Saturday, September 11, 2021

Is There a Purpose to Suffering? Part 2

     Last week we were discussing what suffering is and a couple of approaches to how some people deal with suffering in their lives.  Today, let's talk about karma and its role in suffering.

     Some people believe that suffering is caused by some wrong action or thought pattern that a person has done in the past, whether in this life or in a previous life.  To me, that speaks of some sort of retribution on the part of Life on someone because of an evil act or some unhelpful thoughts they had.  I find that people who preach this often come across as judgmental and lacking in compassion.  It's as if they blame the person for their suffering, say "Tsk, tsk, bad karma," and walk away.  I find that very unhelpful.  

     Karma, put simply, means what you sow, you will reap.  In other words, if you eat unhealthily and don't exercise, the consequence is a flabby, unhealthy body.  Or if you are a constant fault-finder and alienate all your friends, your loneliness is a consequence of your words.

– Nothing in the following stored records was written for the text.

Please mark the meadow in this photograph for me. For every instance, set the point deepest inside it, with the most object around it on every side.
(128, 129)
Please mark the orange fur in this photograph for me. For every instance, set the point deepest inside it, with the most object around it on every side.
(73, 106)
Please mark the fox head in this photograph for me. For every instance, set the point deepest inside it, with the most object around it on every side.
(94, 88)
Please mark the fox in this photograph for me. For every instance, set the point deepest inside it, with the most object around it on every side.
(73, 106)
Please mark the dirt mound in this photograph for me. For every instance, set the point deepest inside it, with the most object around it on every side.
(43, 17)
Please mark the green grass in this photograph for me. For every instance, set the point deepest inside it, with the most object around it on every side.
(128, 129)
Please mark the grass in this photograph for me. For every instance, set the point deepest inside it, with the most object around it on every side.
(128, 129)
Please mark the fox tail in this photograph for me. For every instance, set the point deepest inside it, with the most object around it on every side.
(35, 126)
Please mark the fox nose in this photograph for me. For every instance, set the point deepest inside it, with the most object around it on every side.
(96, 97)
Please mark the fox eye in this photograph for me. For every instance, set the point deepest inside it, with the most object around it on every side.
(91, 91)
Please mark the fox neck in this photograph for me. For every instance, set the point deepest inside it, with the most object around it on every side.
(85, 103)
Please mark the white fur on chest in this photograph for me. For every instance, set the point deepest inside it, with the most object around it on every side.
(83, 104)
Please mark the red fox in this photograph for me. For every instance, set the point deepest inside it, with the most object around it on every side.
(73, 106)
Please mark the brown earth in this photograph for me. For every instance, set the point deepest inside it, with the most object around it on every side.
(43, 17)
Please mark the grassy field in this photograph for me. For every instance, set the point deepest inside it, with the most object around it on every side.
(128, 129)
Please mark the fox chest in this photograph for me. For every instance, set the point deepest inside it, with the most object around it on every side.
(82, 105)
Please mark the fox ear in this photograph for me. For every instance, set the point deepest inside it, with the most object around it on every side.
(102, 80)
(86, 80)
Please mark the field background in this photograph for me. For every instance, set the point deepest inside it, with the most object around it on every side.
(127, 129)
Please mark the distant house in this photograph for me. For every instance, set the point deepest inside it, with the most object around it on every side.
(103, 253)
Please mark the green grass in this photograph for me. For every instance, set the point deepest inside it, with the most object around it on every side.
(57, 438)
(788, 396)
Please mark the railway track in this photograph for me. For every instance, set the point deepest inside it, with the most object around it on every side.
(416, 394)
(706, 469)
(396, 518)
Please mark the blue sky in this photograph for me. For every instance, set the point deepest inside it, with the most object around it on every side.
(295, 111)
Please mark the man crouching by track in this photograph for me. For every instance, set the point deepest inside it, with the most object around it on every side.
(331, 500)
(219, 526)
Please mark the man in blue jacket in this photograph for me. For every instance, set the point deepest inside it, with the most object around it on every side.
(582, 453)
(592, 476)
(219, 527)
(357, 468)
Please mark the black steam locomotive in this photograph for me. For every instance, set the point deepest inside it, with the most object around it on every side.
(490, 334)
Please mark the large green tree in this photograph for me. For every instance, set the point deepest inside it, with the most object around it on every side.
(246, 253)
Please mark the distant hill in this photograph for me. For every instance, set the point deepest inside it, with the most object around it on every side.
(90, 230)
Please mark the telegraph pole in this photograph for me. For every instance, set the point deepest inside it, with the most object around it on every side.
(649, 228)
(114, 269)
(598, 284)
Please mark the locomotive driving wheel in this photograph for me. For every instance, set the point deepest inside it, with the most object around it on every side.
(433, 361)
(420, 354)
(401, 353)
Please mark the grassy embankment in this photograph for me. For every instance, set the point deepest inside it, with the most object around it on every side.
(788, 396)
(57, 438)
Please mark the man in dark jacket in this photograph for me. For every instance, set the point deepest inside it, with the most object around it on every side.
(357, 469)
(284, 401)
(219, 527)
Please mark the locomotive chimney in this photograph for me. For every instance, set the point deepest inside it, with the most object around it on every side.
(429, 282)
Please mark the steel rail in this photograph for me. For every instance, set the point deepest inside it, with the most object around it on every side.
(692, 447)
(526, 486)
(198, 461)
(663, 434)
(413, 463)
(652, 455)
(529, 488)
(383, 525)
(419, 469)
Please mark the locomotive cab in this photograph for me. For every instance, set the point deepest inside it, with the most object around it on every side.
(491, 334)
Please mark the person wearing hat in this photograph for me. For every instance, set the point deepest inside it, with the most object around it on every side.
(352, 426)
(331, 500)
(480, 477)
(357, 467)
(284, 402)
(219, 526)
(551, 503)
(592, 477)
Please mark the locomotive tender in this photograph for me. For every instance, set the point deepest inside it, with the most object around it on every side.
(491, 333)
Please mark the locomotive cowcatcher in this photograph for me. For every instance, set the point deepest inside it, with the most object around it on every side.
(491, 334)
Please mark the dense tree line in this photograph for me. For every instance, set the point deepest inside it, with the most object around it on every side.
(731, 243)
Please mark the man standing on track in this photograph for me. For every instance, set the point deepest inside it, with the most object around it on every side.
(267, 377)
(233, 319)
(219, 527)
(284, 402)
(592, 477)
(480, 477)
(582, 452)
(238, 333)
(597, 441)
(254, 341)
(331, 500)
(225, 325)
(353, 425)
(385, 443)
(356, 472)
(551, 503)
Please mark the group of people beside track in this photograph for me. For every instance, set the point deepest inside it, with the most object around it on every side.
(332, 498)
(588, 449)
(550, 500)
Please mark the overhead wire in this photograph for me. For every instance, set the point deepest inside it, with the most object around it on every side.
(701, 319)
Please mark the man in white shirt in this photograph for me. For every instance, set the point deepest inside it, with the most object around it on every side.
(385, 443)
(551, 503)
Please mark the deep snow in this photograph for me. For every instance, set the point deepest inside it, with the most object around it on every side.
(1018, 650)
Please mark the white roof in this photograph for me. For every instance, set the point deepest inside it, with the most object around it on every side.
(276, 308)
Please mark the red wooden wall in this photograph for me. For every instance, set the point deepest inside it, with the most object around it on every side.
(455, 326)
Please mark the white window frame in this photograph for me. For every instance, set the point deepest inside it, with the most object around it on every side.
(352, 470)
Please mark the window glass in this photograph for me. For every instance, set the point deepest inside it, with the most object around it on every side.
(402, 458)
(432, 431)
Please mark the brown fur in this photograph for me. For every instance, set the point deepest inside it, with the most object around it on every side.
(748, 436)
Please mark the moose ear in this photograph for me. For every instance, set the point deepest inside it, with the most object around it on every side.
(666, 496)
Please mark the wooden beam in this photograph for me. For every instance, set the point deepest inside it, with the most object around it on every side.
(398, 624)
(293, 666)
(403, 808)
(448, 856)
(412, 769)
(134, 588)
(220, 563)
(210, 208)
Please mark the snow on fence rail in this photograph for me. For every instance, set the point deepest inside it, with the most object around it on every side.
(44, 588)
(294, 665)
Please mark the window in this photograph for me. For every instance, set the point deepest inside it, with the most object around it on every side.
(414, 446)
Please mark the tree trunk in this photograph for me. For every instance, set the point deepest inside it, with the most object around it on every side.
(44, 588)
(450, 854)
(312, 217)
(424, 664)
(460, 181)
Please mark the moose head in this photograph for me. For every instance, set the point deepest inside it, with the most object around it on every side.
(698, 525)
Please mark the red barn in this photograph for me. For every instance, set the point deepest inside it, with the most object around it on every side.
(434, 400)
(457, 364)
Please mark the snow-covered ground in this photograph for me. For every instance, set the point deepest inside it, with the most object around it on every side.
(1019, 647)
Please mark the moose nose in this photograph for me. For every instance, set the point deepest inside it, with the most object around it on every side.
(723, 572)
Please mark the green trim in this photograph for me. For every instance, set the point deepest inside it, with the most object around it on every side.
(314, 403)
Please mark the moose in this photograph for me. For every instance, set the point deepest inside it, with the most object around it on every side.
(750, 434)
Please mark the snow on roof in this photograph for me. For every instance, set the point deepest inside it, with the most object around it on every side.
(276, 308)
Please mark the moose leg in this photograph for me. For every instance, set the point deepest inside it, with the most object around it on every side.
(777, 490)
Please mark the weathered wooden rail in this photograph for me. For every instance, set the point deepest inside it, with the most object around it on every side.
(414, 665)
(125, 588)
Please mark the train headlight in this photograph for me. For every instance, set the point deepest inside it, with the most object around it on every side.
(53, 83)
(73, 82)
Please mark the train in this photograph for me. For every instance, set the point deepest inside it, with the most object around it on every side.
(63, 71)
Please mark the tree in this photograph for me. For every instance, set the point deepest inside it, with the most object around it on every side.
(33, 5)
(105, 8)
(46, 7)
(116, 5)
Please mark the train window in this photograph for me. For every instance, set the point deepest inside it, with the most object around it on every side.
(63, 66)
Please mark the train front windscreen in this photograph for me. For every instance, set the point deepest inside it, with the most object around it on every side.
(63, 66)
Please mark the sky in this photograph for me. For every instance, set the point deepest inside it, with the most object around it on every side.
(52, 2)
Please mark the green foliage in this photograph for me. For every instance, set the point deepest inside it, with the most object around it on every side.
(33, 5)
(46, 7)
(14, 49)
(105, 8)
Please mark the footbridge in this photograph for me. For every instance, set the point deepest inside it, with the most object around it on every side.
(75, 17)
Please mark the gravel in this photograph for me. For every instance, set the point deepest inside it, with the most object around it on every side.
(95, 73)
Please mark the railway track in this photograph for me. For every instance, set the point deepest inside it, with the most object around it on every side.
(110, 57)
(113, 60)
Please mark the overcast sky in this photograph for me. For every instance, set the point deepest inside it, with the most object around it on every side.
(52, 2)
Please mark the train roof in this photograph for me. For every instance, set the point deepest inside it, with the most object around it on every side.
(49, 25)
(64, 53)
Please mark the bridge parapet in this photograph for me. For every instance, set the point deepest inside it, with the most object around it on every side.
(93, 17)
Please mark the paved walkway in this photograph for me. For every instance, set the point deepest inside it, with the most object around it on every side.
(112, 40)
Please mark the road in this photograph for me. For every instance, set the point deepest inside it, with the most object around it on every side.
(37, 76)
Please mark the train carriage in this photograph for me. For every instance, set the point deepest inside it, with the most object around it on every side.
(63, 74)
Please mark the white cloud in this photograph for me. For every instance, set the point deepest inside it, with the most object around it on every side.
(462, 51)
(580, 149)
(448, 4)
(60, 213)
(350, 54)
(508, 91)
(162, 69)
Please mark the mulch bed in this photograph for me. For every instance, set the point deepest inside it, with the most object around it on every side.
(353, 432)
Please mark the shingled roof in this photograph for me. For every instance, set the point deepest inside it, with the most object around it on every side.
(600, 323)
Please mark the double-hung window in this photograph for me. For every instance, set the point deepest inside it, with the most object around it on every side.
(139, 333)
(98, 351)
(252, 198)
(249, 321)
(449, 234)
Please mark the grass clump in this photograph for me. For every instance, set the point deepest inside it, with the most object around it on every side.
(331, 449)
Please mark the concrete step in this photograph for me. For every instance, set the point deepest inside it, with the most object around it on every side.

That's karma, and there is wisdom in learning from that. 

     But if a person experiences suffering when there is no obvious antecedent to the situation, such as when a child has cancer, can we blame some thought or action from a previous life as causing this?  To me, saying that Life punishes us for transgressions from previous lives is like hitting a puppy on the nose with a rolled-up newspaper for peeing on the carpet three lifetimes ago.  It makes no sense to the puppy, and it makes no sense to us.

     So, what is the purpose of suffering, then?  More on this next week.

Saturday, September 4, 2021

Is There a Purpose to Suffering?

     Part of living is experiencing suffering.  There's no escaping it.  But why do we suffer?

     Suffering, according to the Buddha, comes in three forms:  pain, such as illness or death; the change of a situation from pleasure to pain; and the pain that comes from the impermanence in life.  We suffer because we falsely believe that things will not change for the worse, or that we are somehow immune to pain in life, or we are too attached to things, people or situations.  

     So many people, when met with a painful situation, ask, "Why me?"  Their pain is then compounded by self-pity.  Their pain is all that they can think or talk about, and pain is added upon pain.  They fall into a rabbit hole of misery.  

     Some recognize that others in this world are suffering much more than they are, and ask, "Why not me?"  Or they find some measure of gratitude that their situation is not far worse.  They know that focusing on the negative only makes things much more difficult.